The Mesa FPGA cards had been the standard for getting LinuxCNC on various CNC machines and while it was usually a ~$500 hardware purchase their addition of ethernet contol interface( instead of parallel port ) opened things up. Scott Alford's Remora firmware installed on a COTS 3D printer board opened LinuxCNC up to the desktop NC machine market. The use of COTS 3D printer boards was because they had the stepper motor drivers onboard for things like 3D printers, laser cutter/engravers and desktop router machines. The firmware supports encoders like the Mesa boards too. But it sounds like this is more a serial communications thing with the motor drivers and encoders already handled by each joint control board so there should be little in the way of hardware needed between the LinuxCNC machine and the robot.

The robot is waiting for me to pick up so I've only been able to do online research so far.

PetteriAimonen commented 11 months ago

Hmm, based on manual it appears A465 has the servo controllers in the control box:

Two cables connect the robot arm to the controller: the feedback (or signal) cable with the 57 pin connector at each end and the motor power cable with the 24 socket connector at the controller end.

Whereas F3 has this in manual (though I somehow am in the belief that the unit I have has electrical, not optical data connection):

image

PetteriAimonen commented 11 months ago

Ah, and C500C manual has pinout for A465 on page 65:

image image image

dlarue commented 11 months ago

It would have been nice if this robot was the F3 as far as setting up LinuxCNC goes. With what looks like DC motors(only +/-) and 3 phase encoders all brought out of the robot for each joint then it means a custom driver board to even think of getting LinuxCNC involved. I'll open up the C500C and see if each joint driver is on a backplane or something like an integrated drivers/encoders boards which could be interfaced with at TTL levels.

What's interesting that both units, the F3 and the A465 use the C500C controller so it's odd so much hardware would be in the F3. Or there are different sub versions of the C500C for the different robot arms. Thanks for digging into the docs and pointing these things out.

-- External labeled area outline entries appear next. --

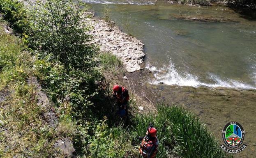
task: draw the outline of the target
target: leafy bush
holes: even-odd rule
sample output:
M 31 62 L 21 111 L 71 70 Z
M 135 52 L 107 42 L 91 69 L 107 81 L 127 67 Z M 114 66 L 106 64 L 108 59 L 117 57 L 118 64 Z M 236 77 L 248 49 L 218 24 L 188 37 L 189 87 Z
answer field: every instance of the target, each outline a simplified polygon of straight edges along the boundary
M 0 92 L 5 96 L 0 101 L 0 157 L 58 156 L 52 147 L 58 137 L 42 117 L 45 109 L 37 104 L 35 87 L 27 82 L 33 60 L 24 46 L 0 27 Z
M 18 0 L 0 0 L 0 12 L 16 33 L 23 33 L 29 27 L 26 10 Z
M 30 46 L 45 56 L 60 61 L 66 69 L 90 71 L 97 50 L 88 44 L 91 37 L 85 21 L 85 9 L 72 0 L 49 0 L 37 3 L 28 11 Z
M 90 157 L 129 157 L 128 154 L 132 147 L 129 133 L 121 126 L 110 129 L 106 121 L 106 117 L 100 121 L 95 135 L 90 140 Z

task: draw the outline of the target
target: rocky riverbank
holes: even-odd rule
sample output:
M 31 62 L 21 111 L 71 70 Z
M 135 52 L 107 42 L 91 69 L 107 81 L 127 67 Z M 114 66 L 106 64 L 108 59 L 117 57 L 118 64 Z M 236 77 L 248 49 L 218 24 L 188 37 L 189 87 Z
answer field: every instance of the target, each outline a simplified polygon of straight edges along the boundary
M 141 41 L 103 20 L 88 18 L 87 22 L 92 27 L 89 32 L 93 37 L 92 42 L 98 46 L 101 52 L 109 52 L 120 58 L 128 72 L 142 69 L 145 55 Z

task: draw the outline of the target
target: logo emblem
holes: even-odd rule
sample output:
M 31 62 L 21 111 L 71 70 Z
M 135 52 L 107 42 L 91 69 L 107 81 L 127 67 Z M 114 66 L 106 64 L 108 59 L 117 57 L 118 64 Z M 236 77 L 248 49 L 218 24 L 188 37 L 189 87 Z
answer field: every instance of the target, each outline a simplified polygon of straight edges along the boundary
M 244 144 L 238 149 L 242 144 L 244 139 L 244 131 L 238 122 L 230 122 L 226 125 L 222 130 L 222 139 L 226 145 L 222 144 L 221 148 L 229 153 L 239 153 L 247 147 Z

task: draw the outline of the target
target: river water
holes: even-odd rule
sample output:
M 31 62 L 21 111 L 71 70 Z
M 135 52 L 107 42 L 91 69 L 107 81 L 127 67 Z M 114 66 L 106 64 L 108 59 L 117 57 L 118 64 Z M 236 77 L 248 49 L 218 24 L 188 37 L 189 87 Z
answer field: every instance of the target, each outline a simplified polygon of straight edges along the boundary
M 256 21 L 223 7 L 88 0 L 108 3 L 112 20 L 145 44 L 146 67 L 155 71 L 152 83 L 256 88 Z M 104 16 L 106 4 L 90 6 Z
M 255 157 L 256 91 L 248 89 L 256 89 L 256 21 L 224 6 L 85 2 L 97 16 L 103 17 L 106 9 L 117 26 L 145 44 L 145 69 L 152 77 L 146 74 L 137 80 L 146 85 L 151 98 L 183 104 L 220 144 L 224 126 L 237 121 L 247 130 L 248 147 L 235 157 Z

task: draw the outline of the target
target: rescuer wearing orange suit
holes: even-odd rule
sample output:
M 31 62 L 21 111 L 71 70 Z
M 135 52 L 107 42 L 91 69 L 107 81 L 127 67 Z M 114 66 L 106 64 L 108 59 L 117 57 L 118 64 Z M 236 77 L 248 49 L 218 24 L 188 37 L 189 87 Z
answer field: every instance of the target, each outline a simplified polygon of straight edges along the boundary
M 141 138 L 139 151 L 144 158 L 155 158 L 157 156 L 159 144 L 157 132 L 157 129 L 150 125 L 147 128 L 146 136 Z
M 119 114 L 121 117 L 127 115 L 128 101 L 130 98 L 128 90 L 123 86 L 115 85 L 113 87 L 113 97 L 116 99 Z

PetteriAimonen commented 11 months ago

I think at a slightly reduced speed (40V instead of 70V), one could wire Mesa 7i54 pretty much directly to the connectors. 6x DC motors, 6x differential encoders.

But yeah, it's entirely possible there is something that could be reused inside the C500 box. The manual says:

The MCE is the platform on which arm motion and I/O are calculated and controlled. It runs on the 60 MHz TMS320C31 digital signal processor from Texas Instruments. A real-time kernel schedules periodic critical tasks such as trajectory planning, servo control (of the A255 and A465 arm axes) and F3 servo network communications.

So it seems the servo control functions run on the same DSP (separate from the 486 application processor) that exists on F3.

The main PCB does have few slots for daughterboards and a few hugely wide connectors to aux board: image

I added some old but previously not uploaded photos here: http://jpa.kapsi.fi/stuff/other/crs_robot/f3_pcb_images/

dlarue commented 11 months ago

The Mesa board might not work since it's only rated at 40V/3A but I saw somewhere 3 of the motors run at 70V/5A and the others 70V/3A so lower voltage would require 40% drop in voltage would equate to an increase in current to get the same power( 7A ). There are probably high voltage/current hbridges available though.

It does make sense that they use a DSP for the realtime work and the 486 for the application/UI processing. Maybe the C500C shipped with the A465 has different daughter boards on it than the F3 since it has joint controller/driver boards which the A465 doesn't.

Thanks for posting the pics, I will have a look at them. Whoa, you got an X-ray of the PCB! Nice!

PetteriAimonen commented 11 months ago

It's not really x-ray, just image editing of photos from two sides :)

But hmm yeah, I didn't notice the current ratings. Might need something more powerful for the 3 main motors. For DC motors, current = torque, voltage = speed; the F3 was scary fast at full speed so I wouldn't be worried about the voltage, but with only 3A current it might not be able to lift much weight.